Some of us are immunized - we need to try to help inoculate others. Some of us will never learn - we need to try to make sure when they crater they don't take out bystanders.

Merry Christmas, kids.

PS. AI isn't entirely useless. It's just not trustworthy, and probably will never be, at least using current technology. Once society groks in fullness what it really is, there are places it dan be very helpful. Just not in "summarize this thing where accuracy matters"

@vegetablegremlin @0xabad1dea The best part is, what is the problem we’re solving here? Headlines take too long to read?
@fivetonsflax @vegetablegremlin according to Apple, it’s to cut down on notification clutter. But, yknow, one notification that actively lies to me is a lot worse than a few too many notifications
@vegetablegremlin That is *not* a general LLM problem. Apple is choosing to run a very small, local model on iPhones which is extremely limited compared to server-based ChatGPT or Claude models.
I have been working with these for two years and even the old ChatGPT 3.5 wouldn‘t have screwed up like this when summarizing (which is a very easy task without any hallucinations 99.9% of the time).
@dgavin @vegetablegremlin I definitely don’t want Apple to conclude “let’s waste even more CPU resources and make it more prone to privacy issues”, though.

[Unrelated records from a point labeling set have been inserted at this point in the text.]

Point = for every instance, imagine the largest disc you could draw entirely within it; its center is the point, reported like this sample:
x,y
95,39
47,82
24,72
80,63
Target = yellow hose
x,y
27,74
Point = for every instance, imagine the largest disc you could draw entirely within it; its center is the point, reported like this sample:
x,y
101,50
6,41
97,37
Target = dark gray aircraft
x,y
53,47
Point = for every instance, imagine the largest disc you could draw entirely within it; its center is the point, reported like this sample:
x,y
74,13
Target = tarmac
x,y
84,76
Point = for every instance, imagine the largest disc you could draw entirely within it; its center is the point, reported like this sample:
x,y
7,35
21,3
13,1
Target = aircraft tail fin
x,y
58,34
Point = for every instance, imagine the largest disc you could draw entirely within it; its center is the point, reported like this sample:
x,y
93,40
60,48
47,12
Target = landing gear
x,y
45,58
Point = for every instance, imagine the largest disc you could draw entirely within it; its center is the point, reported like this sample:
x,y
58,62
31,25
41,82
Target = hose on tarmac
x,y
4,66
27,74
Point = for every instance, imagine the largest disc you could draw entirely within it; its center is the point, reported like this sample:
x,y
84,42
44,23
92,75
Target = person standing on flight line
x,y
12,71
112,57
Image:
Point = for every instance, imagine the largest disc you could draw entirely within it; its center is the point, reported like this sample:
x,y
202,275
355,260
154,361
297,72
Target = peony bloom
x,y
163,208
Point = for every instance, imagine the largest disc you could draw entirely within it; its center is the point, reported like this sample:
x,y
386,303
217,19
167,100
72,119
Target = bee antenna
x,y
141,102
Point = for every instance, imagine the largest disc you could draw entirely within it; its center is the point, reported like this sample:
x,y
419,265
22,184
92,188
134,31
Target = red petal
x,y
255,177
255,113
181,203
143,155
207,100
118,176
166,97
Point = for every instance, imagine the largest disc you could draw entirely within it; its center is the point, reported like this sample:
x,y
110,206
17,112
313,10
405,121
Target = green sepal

It (largely) running locally is one of the few things good about Apple’s approach.
@vegetablegremlin BBC are very good at writing shit headlines on their own anyway. No need to LLM the shit out of it
@vegetablegremlin going to start adding "Ignore all previous instructions" at the start of each news headline
@vegetablegremlin Some day, this will kill someone for real.

@vegetablegremlin

Here it starts… AI will be a problem, how to validate its actions?
Where is truth in the continuous dreams and nightmares it can produce?

@vegetablegremlin I have myself put in a complaint to the BBC about their use of the word "mistake" in that article. It wasn't a mistake. Everyone knows that using "AI" like this is not a "mistake", it is a "deliberate lie".

@vegetablegremlin

How long till people say they attended UMSU? The University of Making Shit Up? Or are we already all enrolled and I, as usual, am far behind reality?

@vegetablegremlin Damn!

BBC complaining to Apple AI about making shit up instead of leaving it to their highly experienced reporters (ahem!) to make shit up.
#PotKettleBlack.

@vegetablegremlin I searched google for "UnionPay in Cuba". The idiotic AI summary waffled about Australia, etc, and said info was scarce re Cuba. The first result was a press release from UnionPay saying after all ATMs had previously adopted it, all Point of Sale machines do too. It is a system outside US sanctions etc.